When SEND_EMAIL=true is set, the system sends a detailed email report to the heatwave team including:

  • Processing statistics (total, successful, errors)
  • Detailed results for each processed article
  • Confidence levels and reasoning
  • Schema types extracted
  • Direct CRM links to view articles
  • Error details for failed extractions

The system includes a daily scheduled job that automatically processes eligible articles:

  • Schedule: Daily at 2:00 AM Chicago time
  • Worker: AutoBlogSchemaExtractionWorker
  • Queue: api_heavy
  • Default Limit: 50 articles per run
  • Email Reports: Automatically sent after each run

Articles are considered eligible for automatic extraction if they:

  1. Are published or scheduled blog posts
  2. Have no schema markup (or empty schema markup)
  3. Have never been checked for schema extraction (schema_extracted_at is nil)
  4. Are blog posts (type = Post)

The system currently supports extraction of:

  • FAQ (Frequently Asked Questions): For content with questions and answers
  • HowTo (Step-by-step instructions): For procedures, tutorials, and guides

Note: Article and BlogPosting schemas are handled separately by the system.
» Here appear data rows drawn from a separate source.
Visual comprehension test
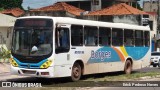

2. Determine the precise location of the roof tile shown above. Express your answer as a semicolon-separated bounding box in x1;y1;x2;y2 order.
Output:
30;2;84;16
87;3;147;15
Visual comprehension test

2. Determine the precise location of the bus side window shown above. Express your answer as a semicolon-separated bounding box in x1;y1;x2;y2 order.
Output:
84;26;98;46
144;31;150;47
124;29;134;46
99;27;111;46
71;25;83;46
112;28;123;46
55;28;70;53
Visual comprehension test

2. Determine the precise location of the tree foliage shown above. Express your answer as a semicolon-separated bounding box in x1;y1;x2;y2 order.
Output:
0;0;23;9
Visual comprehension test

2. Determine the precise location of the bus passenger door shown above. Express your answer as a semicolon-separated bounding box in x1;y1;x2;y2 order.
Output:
55;27;70;67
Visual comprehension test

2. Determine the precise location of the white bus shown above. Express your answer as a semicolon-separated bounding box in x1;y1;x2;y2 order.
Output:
10;16;151;81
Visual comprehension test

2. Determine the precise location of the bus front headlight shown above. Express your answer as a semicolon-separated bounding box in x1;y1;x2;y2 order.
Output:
40;60;52;69
9;58;18;67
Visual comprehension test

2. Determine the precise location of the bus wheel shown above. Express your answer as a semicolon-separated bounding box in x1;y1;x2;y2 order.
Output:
71;63;82;81
124;60;132;74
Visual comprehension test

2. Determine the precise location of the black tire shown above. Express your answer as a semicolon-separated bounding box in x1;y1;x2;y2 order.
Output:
153;64;157;67
124;60;132;74
71;63;82;81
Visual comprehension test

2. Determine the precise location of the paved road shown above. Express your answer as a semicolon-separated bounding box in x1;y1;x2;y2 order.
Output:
0;67;160;90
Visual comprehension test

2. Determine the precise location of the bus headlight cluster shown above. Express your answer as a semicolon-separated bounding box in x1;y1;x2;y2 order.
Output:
9;58;18;67
40;60;52;68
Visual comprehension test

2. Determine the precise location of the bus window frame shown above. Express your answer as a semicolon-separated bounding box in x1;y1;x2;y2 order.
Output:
83;25;99;47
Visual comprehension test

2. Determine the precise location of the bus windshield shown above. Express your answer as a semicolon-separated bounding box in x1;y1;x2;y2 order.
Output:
12;20;53;56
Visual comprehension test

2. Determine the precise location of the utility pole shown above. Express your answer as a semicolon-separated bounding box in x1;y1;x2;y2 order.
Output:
157;0;160;25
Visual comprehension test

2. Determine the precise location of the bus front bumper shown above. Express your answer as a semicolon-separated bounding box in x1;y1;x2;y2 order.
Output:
11;65;54;78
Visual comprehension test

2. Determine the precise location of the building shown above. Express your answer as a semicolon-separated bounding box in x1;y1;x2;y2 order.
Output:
57;0;139;11
0;8;25;17
26;2;85;17
86;3;148;25
0;14;16;50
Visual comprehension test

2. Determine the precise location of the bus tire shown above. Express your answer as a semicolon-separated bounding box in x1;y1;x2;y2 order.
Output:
71;63;82;81
124;60;132;74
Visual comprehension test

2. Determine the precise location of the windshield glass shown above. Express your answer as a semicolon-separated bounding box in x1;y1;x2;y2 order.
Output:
12;29;52;56
151;53;160;56
12;18;53;56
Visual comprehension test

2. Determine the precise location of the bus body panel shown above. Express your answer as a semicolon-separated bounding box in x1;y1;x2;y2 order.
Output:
11;16;151;77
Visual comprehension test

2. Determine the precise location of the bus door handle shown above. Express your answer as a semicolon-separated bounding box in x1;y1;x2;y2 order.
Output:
71;47;76;49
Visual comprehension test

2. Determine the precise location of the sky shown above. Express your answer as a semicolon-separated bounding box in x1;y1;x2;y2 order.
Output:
22;0;146;10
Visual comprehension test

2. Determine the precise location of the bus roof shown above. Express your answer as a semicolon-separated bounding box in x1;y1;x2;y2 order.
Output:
18;16;150;31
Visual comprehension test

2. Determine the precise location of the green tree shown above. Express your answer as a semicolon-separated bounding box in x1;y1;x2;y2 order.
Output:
0;0;23;9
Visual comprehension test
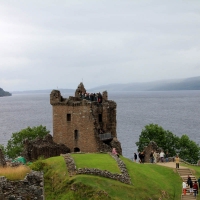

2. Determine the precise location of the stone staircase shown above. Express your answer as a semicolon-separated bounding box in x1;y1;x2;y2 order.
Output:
177;168;196;200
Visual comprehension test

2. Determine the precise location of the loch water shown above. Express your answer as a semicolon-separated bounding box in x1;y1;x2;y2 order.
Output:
0;90;200;158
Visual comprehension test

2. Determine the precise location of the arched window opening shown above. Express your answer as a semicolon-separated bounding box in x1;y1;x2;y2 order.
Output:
99;114;102;122
74;147;80;152
74;130;78;140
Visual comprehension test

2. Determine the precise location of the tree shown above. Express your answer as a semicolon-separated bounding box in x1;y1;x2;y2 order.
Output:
6;125;49;158
136;124;179;156
136;124;200;163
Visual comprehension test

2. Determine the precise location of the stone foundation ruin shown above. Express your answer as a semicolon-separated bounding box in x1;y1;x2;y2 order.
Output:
22;134;70;161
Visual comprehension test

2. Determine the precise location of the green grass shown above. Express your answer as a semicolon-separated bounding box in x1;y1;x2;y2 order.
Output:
71;153;121;174
29;154;186;200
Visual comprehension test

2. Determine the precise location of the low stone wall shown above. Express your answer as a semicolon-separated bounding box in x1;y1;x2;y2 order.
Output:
62;153;131;184
0;171;45;200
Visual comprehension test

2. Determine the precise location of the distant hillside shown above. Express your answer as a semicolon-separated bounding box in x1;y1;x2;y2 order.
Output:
12;89;75;95
0;88;12;97
91;76;200;92
12;76;200;95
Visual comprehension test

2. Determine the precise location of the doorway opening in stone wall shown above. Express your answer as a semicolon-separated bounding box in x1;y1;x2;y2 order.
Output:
74;130;78;140
74;147;80;152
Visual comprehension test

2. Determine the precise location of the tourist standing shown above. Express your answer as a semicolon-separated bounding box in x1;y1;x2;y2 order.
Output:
112;148;119;157
140;152;145;164
175;155;180;168
198;177;200;188
160;150;165;162
138;151;142;163
150;151;154;163
187;175;192;186
134;153;137;162
193;181;198;197
165;151;169;162
182;181;187;195
153;151;157;163
190;181;193;194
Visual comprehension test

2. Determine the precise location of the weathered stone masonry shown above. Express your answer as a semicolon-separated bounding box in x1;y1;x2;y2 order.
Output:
62;153;131;184
50;83;122;154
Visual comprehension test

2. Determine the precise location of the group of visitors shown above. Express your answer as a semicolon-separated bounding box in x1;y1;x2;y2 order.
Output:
79;92;102;103
182;175;200;197
150;150;168;163
134;151;169;163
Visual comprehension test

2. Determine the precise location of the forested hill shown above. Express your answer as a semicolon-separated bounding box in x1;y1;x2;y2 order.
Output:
91;76;200;91
0;88;12;97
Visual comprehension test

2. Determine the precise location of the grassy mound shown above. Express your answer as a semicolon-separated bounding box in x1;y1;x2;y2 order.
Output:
0;165;31;181
28;154;190;200
71;153;120;174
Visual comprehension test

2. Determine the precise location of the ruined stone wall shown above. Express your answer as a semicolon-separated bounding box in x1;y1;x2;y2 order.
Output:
53;104;98;152
0;171;45;200
50;83;121;152
22;134;70;161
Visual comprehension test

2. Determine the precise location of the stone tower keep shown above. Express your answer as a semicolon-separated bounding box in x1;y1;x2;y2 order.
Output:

  • Direct Processing: Articles are processed synchronously for immediate feedback
  • AI-Powered: Uses OpenAI GPT-4 for intelligent schema identification and extraction
  • Cache Management: Automatically purges edge cache after schema updates
  • Error Handling: Comprehensive error handling with detailed reporting
  • Rate Limiting: Built-in delays between API calls to respect rate limits
  • schema_markup: JSONB column storing extracted schema markup
  • schema_extracted_at: Timestamp of last extraction attempt
  • schema_extraction_attempts: Number of extraction attempts
  • Batch Processing: Configurable limits to control processing load
  • Selective Updates: Only processes articles that need extraction (unless FORCE_UPDATE=true)
  • Efficient Queries: Optimized database queries for finding eligible articles
  1. No articles found: Check if articles meet eligibility criteria
  2. API rate limits: System includes automatic retry logic with exponential backoff
  3. Extraction failures: Check article content quality and AI service availability
  • Check Sidekiq dashboard for job status
  • Review email reports for processing results
  • Monitor logs for detailed error information
  • All tasks use environment variables for input. Do not use positional arguments.
  • The system automatically handles edge cache purging after schema updates.
  • Email reports are sent to heatwaveteam@warmlyyours.com.
  • The schema_extracted_at column is automatically timestamped whenever schema extraction occurs.
  • CRM links in reports point to /posts/<id> for blog post management.